Stu careens appallingly, helped along by the apparent obliviousness of the women he balances so precariously; the film careens deftly, with split screens and inserts, all kinds of great effects. All this mobility and busyness suggests that his recklessness is a way of life, not his fault exactly, but a common condition, well known to everyone watching him, including the shooter. As Schumacher notes, “We’re surrounded by spin all the time and I think that many times people who spin for a living really don’t know the truth anymore because, I guess, they have to believe so much in the spin that they are spinning.”
Still, the film’s frequent assumption of the shooter’s point of view doesn’t so much put you in his position as it does demonstrate how easy it is to abuse and judge, to assume moral high ground when none is warranted. Again, as Schumacher says, rather charmingly and almost self-deprecatingly, “Some people read religious things into this; I know the phone booth for some people is a confessional. But that was never the intention. The intention of the film is for you to maybe have a unique experience, so that you are seeing a film you haven’t seen before. In a phone booth.”

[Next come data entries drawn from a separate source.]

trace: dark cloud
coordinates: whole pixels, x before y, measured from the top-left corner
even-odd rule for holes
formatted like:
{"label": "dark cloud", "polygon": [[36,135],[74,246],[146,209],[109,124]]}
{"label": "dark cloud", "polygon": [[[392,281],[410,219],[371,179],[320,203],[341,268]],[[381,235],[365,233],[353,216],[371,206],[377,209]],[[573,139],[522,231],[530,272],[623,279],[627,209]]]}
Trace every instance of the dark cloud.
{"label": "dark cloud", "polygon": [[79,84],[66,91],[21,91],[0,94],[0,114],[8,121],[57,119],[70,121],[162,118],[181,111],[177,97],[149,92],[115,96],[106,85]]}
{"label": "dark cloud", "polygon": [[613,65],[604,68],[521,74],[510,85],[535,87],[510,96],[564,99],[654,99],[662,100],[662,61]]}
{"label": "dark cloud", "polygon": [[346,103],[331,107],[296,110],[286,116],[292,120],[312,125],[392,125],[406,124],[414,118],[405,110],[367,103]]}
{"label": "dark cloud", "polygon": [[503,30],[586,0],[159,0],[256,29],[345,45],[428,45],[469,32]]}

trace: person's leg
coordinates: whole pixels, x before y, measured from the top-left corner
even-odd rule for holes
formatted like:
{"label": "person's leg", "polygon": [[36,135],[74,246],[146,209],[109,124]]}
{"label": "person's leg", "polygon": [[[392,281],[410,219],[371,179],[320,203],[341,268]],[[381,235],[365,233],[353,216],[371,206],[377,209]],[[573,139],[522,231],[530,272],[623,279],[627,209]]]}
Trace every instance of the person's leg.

The single character who comes off looking decent is Captain Ramey (Forest Whitaker), observant negotiator and all around nice, if bland, guy. Though he arrives on the scene believes the guy in the booth is a murderer, and takes some understandable offense when Stu (at the shooter’s behest) starts casting aspersions on his manhood, Ramey figures it all out pretty quickly. This means that the rest of the film (which runs a tight 80 minutes) involves a modicum of technical chatter (as the cops track the call’s source but never really figure out what’s going on) and a lot of public agonizing for Stu.
That this goes on in such a little space is both ironic and telling, just as Phone Booth is at once oddly dated and utterly contemporary. When spilling your guts in front of a million tv viewers looks like a vital, ethical decision, the show is way out of control.